The show suggests that Wright’s concept of “organic architecture” links all of his projects, and that he treated each building as a “living entity” by responding to the specifics of its site and climate. His architecture is born of the landscape, works in harmony with the environment and immerses its occupants in nature as much as possible. Renderings for the unbuilt Raúl Bailleres House locate the main part of the house on a bluff overlooking the ocean. Wright connects it to the water through a series of terraces and water features that cascade down the hillside, and incorporates the site’s dramatic boulders into the structure of the house and outdoor spaces. More innovative still is his idea for a passive cooling system: A series of reinforced concrete chimneys or wind scoops, which echo the boulders in form, captures the prevailing ocean breezes and funnels them through the house.

But what of the 21st century and “current conversations on sustainable design”? The exhibition’s main weakness is that it fails to connect the Bailleres House (and many other projects on display) to the larger theme of Wright’s current relevance to questions about the environment. We have to analyze the Bailleres House renderings ourselves to discover how Wright proposed to integrate structure, site, climate and technology into one harmonious—and presumably sustainable—whole. Those who aren’t architects would benefit from more explicit linking of Wright’s design philosophies to today’s issues.

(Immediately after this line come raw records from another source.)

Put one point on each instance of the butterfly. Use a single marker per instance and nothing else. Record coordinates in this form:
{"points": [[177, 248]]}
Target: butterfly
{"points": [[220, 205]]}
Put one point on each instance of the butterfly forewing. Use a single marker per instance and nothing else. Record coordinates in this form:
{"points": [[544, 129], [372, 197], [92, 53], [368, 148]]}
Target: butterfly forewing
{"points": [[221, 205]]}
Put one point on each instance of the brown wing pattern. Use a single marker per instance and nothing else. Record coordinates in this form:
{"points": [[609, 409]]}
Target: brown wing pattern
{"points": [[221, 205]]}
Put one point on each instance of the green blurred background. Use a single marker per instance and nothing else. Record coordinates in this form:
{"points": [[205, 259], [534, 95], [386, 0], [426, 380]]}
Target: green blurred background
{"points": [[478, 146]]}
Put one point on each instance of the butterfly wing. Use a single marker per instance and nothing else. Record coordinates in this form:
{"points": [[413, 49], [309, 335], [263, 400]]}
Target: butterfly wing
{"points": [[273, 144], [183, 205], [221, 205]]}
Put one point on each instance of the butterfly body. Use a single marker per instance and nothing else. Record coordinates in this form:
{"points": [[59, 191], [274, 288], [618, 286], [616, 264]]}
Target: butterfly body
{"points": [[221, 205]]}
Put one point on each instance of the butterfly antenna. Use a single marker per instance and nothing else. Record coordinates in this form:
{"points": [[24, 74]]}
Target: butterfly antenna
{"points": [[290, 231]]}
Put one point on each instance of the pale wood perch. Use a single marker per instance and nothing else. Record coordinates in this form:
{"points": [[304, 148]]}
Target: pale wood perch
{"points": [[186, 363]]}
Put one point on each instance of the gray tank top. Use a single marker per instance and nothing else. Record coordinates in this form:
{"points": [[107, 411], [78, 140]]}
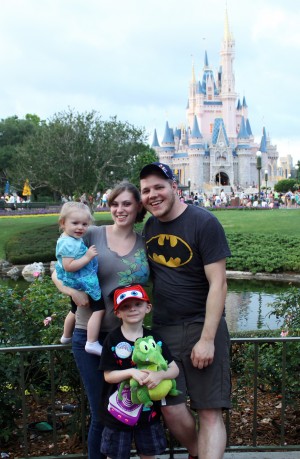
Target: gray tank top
{"points": [[113, 270]]}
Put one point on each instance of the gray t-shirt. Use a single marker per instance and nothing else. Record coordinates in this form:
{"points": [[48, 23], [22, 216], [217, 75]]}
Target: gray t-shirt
{"points": [[113, 270]]}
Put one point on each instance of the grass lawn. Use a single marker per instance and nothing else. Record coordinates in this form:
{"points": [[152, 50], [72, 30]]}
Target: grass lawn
{"points": [[9, 226], [279, 221], [282, 221]]}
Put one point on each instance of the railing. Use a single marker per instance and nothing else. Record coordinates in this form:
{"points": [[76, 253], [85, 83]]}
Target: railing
{"points": [[70, 421]]}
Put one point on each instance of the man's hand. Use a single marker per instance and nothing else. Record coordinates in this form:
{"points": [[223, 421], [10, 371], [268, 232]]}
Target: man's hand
{"points": [[203, 353]]}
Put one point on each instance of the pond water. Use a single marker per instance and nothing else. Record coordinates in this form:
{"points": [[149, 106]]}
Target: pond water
{"points": [[246, 303]]}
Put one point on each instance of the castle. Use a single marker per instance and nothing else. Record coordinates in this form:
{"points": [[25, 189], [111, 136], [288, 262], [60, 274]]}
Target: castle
{"points": [[217, 147]]}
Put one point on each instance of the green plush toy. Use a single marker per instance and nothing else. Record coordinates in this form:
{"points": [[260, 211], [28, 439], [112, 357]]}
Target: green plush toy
{"points": [[147, 355]]}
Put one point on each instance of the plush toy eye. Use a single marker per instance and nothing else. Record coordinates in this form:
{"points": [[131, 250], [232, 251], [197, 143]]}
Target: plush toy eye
{"points": [[152, 343], [144, 347]]}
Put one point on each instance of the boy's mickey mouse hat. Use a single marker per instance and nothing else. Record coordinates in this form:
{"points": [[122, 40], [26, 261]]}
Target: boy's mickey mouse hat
{"points": [[130, 291]]}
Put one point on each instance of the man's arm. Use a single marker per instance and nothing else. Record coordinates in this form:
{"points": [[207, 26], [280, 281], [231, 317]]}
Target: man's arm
{"points": [[203, 352]]}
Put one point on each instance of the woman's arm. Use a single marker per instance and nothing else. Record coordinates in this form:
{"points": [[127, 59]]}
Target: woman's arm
{"points": [[79, 297]]}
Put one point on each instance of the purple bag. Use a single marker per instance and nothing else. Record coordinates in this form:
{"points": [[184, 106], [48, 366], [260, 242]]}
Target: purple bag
{"points": [[124, 410]]}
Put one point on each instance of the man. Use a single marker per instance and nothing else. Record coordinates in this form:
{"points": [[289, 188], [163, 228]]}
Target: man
{"points": [[187, 252]]}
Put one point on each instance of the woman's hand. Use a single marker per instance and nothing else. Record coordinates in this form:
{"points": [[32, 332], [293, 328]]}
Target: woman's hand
{"points": [[80, 298]]}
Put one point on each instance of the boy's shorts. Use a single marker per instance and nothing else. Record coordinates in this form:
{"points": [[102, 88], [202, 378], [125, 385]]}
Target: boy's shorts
{"points": [[149, 440], [209, 388]]}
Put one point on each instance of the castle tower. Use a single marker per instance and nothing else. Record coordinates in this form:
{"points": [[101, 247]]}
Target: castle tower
{"points": [[228, 94], [217, 146]]}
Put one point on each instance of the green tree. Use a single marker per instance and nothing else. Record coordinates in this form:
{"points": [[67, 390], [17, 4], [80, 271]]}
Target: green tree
{"points": [[76, 152], [13, 132]]}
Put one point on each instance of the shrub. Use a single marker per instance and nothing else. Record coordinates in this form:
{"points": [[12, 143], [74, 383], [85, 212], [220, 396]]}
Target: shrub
{"points": [[22, 323], [270, 359]]}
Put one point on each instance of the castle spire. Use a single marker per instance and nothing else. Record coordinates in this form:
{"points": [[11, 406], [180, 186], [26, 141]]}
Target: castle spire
{"points": [[227, 33], [193, 72]]}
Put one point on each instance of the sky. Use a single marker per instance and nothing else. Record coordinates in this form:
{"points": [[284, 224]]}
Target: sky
{"points": [[133, 59]]}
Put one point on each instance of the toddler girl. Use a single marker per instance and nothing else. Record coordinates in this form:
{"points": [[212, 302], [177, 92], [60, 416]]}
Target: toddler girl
{"points": [[77, 267]]}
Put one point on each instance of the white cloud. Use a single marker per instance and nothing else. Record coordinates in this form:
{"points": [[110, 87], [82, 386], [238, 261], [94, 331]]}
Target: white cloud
{"points": [[133, 59]]}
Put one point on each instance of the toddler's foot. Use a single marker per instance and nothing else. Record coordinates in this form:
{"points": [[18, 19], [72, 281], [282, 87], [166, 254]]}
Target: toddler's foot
{"points": [[65, 340], [93, 348]]}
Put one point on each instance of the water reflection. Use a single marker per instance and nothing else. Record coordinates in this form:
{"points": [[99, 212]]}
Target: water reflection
{"points": [[247, 304]]}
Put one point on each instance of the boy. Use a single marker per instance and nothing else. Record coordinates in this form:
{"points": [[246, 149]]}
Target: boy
{"points": [[131, 304]]}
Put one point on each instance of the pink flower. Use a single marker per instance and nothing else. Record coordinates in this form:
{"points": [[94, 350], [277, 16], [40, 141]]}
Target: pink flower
{"points": [[47, 321]]}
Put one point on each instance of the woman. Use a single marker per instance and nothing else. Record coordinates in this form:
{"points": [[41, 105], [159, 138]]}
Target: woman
{"points": [[122, 260]]}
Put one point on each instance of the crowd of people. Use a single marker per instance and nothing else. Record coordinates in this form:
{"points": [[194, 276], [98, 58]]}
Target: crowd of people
{"points": [[267, 199], [188, 271]]}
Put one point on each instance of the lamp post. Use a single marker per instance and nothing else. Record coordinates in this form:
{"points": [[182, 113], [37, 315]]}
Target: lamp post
{"points": [[258, 167]]}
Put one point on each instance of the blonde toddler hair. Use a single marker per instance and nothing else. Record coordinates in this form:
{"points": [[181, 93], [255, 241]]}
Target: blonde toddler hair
{"points": [[69, 207]]}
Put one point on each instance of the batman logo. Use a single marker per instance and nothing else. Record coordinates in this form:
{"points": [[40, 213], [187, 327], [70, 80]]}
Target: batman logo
{"points": [[169, 250]]}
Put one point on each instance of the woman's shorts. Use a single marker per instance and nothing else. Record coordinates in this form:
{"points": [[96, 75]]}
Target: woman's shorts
{"points": [[207, 388], [149, 440]]}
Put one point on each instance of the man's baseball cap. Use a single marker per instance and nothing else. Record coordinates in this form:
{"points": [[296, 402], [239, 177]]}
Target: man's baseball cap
{"points": [[163, 169], [130, 291]]}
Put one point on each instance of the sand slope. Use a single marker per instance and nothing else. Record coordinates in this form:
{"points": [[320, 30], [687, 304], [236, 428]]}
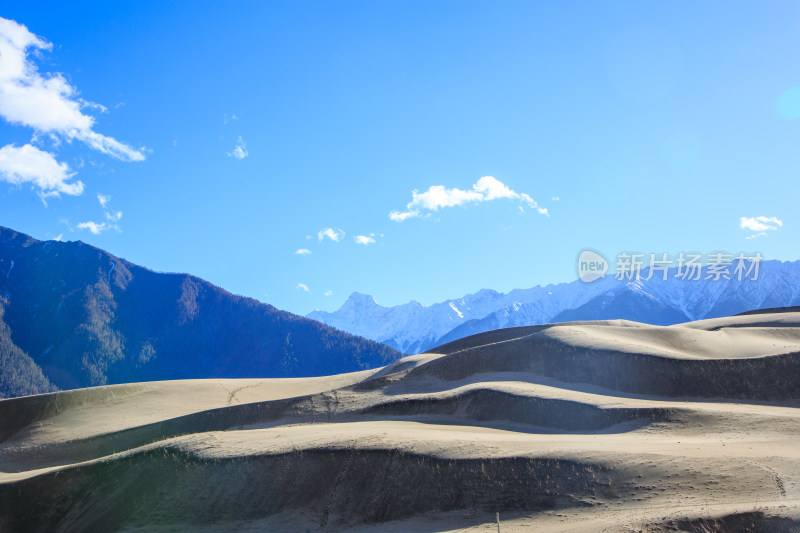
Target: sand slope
{"points": [[597, 426]]}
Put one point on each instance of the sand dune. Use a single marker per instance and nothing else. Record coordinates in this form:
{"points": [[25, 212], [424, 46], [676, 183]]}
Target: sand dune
{"points": [[596, 426]]}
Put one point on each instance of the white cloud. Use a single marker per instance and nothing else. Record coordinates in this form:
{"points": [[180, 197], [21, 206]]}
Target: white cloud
{"points": [[28, 164], [240, 151], [330, 233], [112, 218], [48, 104], [437, 197], [760, 224], [397, 216], [364, 239]]}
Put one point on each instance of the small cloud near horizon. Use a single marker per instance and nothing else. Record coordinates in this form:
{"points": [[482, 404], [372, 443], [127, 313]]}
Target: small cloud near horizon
{"points": [[334, 234], [240, 150], [759, 225], [437, 197]]}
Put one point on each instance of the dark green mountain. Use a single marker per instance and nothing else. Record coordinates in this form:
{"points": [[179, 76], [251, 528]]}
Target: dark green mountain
{"points": [[72, 315]]}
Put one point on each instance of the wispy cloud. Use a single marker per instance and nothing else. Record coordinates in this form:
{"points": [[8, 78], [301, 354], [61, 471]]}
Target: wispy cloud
{"points": [[240, 150], [112, 218], [27, 164], [47, 103], [365, 239], [333, 234], [438, 197], [760, 224]]}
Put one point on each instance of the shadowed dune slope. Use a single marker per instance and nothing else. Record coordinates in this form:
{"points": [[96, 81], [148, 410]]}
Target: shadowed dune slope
{"points": [[576, 426]]}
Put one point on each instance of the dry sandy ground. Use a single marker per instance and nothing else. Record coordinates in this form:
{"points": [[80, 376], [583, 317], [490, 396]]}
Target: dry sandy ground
{"points": [[597, 426]]}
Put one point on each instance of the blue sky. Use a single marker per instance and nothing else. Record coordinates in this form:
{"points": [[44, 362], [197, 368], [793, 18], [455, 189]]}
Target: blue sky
{"points": [[232, 136]]}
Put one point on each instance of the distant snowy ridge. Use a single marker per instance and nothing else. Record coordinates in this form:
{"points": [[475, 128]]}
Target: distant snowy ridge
{"points": [[415, 328]]}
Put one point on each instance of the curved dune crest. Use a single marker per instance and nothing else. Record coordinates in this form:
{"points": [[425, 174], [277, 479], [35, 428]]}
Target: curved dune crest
{"points": [[592, 423]]}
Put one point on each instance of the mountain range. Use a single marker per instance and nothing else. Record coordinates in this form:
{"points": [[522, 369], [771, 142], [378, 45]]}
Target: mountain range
{"points": [[414, 328], [72, 315]]}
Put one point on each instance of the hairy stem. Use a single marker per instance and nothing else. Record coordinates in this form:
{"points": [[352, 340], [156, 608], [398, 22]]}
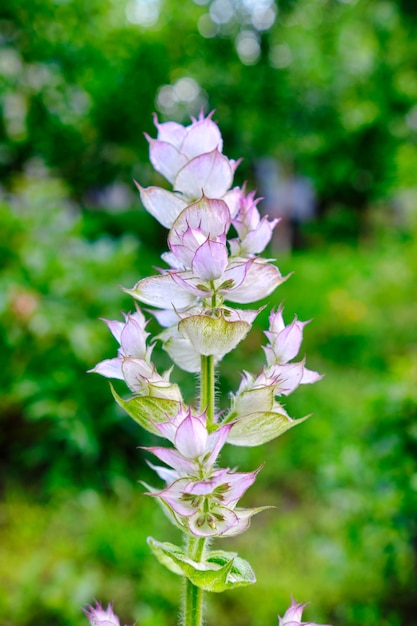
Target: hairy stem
{"points": [[193, 599]]}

When I ask Pfeiffer what he hopes visitors take away from the exhibition, he replies, “The feeling that there is hope for our future. That people today can build with respect toward nature.” In our age of global warming, oil spills and other human-induced environmental catastrophes, that’s a noble—and urgent—goal. Wright’s architectural legacy suggests ways in which humans can indeed “build with respect.” The question is, will we choose to build on his pioneering efforts?